How to Make Charcoal the Gambian Way: Part 2

In my last post about our charcoal kiln, I explained how Amadou had built the wood into a huge pile, carefully arranged with very few gaps, so there was as little air as possible within the pile. Once everything had been completed, the pile was ready to be lit.

Amadou had left an entrance to give him access for lighting the fire in the very middle of the pile, and he used a long stick with some palm leaves wrapped around the end to get the fire started.

Charcoal making

Charcoal making

Once it was well lit, Amadou blocked the entrance with sticks, and then covered them with earth to seal the inside from the air outside. It’s important that the wood only smoulders rather than burns, in order for the charcoal to be formed.

Charcoal making

Charcoal making

Charcoal making

Charcoal making

An area had been cleared around the pile as a fire break.

Charcoal making

Amadou went carefully all around the pile, adding earth wherever smoke was escaping, until he was happy that everything was sealed.

Charcoal making

I managed to ask in broken French how long it would need to burn, and he replied that it would take about ten or eleven days altogether.

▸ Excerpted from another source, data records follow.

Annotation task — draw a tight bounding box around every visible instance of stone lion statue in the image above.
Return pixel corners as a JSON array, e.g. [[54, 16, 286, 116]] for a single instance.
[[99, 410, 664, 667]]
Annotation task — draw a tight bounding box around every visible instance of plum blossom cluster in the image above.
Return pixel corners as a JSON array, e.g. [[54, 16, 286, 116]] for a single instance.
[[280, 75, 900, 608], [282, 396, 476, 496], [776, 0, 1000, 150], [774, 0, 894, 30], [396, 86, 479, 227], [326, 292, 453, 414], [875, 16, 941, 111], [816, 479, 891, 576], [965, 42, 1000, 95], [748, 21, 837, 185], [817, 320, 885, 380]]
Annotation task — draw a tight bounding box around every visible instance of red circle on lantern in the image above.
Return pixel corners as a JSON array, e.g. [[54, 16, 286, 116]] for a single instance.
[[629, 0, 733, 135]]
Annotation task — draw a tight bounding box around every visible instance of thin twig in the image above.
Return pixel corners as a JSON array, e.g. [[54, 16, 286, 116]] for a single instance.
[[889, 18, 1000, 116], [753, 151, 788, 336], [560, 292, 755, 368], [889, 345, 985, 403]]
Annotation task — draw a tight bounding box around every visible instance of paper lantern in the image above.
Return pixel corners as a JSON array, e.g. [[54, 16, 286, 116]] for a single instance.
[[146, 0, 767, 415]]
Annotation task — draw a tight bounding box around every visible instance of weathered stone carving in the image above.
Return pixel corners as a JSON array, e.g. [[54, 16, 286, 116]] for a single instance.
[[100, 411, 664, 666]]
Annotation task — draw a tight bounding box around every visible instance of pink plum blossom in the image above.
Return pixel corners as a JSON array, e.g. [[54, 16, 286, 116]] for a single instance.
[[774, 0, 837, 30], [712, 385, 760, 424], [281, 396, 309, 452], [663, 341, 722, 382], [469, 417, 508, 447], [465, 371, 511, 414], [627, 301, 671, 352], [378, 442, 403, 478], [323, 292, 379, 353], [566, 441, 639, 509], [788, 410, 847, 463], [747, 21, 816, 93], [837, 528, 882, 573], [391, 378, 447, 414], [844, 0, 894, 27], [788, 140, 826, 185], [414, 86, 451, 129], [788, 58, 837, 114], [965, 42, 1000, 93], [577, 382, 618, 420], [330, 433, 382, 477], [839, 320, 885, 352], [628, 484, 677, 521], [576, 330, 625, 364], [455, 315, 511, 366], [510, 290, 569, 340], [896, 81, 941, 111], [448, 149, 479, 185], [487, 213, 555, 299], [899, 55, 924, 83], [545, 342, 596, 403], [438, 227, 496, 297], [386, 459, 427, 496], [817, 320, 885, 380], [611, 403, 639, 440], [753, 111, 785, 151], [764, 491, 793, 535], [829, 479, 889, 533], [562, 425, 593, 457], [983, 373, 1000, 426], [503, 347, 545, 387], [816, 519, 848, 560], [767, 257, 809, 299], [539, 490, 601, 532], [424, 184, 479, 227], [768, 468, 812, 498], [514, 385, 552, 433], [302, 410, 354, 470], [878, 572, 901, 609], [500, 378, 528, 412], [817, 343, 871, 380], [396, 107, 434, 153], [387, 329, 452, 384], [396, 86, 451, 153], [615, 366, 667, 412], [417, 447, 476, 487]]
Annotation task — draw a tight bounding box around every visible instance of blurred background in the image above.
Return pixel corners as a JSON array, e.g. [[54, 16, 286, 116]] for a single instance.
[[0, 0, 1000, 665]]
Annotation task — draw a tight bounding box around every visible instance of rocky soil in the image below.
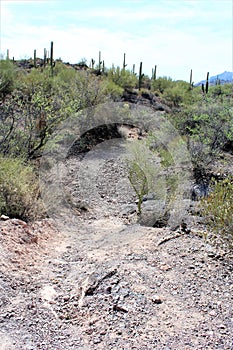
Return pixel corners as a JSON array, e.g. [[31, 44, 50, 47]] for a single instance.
[[0, 135, 233, 350]]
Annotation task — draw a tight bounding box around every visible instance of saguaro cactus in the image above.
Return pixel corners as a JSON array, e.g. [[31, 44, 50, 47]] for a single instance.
[[189, 69, 193, 90], [98, 51, 102, 71], [205, 72, 209, 94], [132, 64, 135, 74], [138, 62, 144, 90], [201, 72, 209, 94], [43, 48, 47, 68], [33, 50, 36, 68], [151, 65, 157, 80], [123, 53, 127, 70], [50, 41, 55, 76], [91, 58, 95, 69]]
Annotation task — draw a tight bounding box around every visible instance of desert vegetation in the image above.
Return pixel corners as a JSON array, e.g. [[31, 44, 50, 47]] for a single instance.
[[0, 46, 233, 248]]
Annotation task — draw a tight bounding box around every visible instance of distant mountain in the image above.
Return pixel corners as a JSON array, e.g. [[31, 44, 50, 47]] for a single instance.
[[195, 71, 233, 86]]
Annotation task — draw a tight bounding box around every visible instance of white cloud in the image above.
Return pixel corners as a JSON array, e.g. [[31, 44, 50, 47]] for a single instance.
[[0, 1, 232, 82]]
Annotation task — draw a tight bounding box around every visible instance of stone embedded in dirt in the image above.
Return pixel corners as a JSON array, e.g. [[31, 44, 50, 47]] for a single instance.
[[0, 215, 10, 221], [151, 295, 163, 304]]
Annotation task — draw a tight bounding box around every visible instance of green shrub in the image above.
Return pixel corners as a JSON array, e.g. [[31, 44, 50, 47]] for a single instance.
[[0, 59, 17, 97], [201, 176, 233, 249], [0, 157, 41, 220]]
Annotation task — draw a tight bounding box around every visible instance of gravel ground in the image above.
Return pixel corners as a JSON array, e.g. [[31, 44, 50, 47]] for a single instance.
[[0, 138, 233, 350]]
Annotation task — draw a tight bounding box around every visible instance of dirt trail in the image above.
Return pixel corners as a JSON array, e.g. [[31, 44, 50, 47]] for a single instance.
[[0, 138, 233, 350]]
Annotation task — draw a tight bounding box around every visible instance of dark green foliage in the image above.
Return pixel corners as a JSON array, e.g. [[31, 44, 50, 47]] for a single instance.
[[201, 176, 233, 249], [0, 157, 43, 220]]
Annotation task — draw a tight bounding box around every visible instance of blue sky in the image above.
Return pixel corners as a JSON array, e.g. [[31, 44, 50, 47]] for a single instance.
[[0, 0, 233, 83]]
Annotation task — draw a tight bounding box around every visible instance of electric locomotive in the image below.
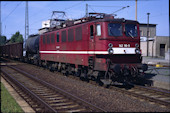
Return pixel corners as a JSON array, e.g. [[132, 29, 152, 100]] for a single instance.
[[39, 13, 147, 84]]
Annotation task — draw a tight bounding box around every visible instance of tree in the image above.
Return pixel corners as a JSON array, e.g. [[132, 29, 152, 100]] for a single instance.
[[10, 31, 23, 43], [0, 36, 6, 45]]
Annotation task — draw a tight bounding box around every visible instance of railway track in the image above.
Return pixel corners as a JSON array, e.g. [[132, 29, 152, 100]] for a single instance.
[[109, 85, 170, 108], [1, 66, 106, 112]]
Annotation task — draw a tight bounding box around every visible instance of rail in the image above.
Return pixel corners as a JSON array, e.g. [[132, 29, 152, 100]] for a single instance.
[[3, 66, 106, 112]]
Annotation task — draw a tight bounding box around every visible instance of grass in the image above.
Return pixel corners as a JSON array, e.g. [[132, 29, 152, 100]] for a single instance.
[[0, 83, 24, 113]]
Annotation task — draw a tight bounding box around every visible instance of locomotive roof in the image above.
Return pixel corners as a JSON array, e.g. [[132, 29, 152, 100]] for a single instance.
[[43, 16, 139, 34]]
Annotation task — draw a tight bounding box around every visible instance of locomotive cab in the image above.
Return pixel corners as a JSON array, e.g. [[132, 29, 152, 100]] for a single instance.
[[91, 18, 147, 84]]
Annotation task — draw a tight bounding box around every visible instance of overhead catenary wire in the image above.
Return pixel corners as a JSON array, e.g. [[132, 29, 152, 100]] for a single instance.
[[2, 1, 22, 21]]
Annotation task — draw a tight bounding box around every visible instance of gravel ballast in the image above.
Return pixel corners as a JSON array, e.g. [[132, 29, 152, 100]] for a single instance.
[[16, 64, 170, 112]]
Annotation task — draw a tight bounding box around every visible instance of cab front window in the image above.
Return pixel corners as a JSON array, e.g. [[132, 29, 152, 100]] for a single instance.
[[108, 23, 122, 36], [125, 24, 138, 38]]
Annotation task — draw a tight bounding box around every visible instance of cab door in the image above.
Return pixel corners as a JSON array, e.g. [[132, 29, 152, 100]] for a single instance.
[[88, 24, 95, 52]]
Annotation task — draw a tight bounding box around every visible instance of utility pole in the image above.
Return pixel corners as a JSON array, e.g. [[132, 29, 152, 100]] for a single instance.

I was amazed to discover that Amadou intends to stay with the kiln the whole time it’s burning, making sure everything is properly sealed and there is no escape of the fire. He has short naps at night, but he won’t sleep properly until the burning is finished.

To start with, there was a slight smell of smoke around the camp, but now you would never know that anything special is happening, unless you happen to go into the area where the kiln actually is. So hopefully, in just over a week, we will have plenty of charcoal to see us through this year, and also have plenty to sell.

Of course, I will keep you updated and let you know what happens when the kiln is finally opened. And as for Amadou – he says there is so much wood left over that he wants to start all over again with a new kiln close to the original one!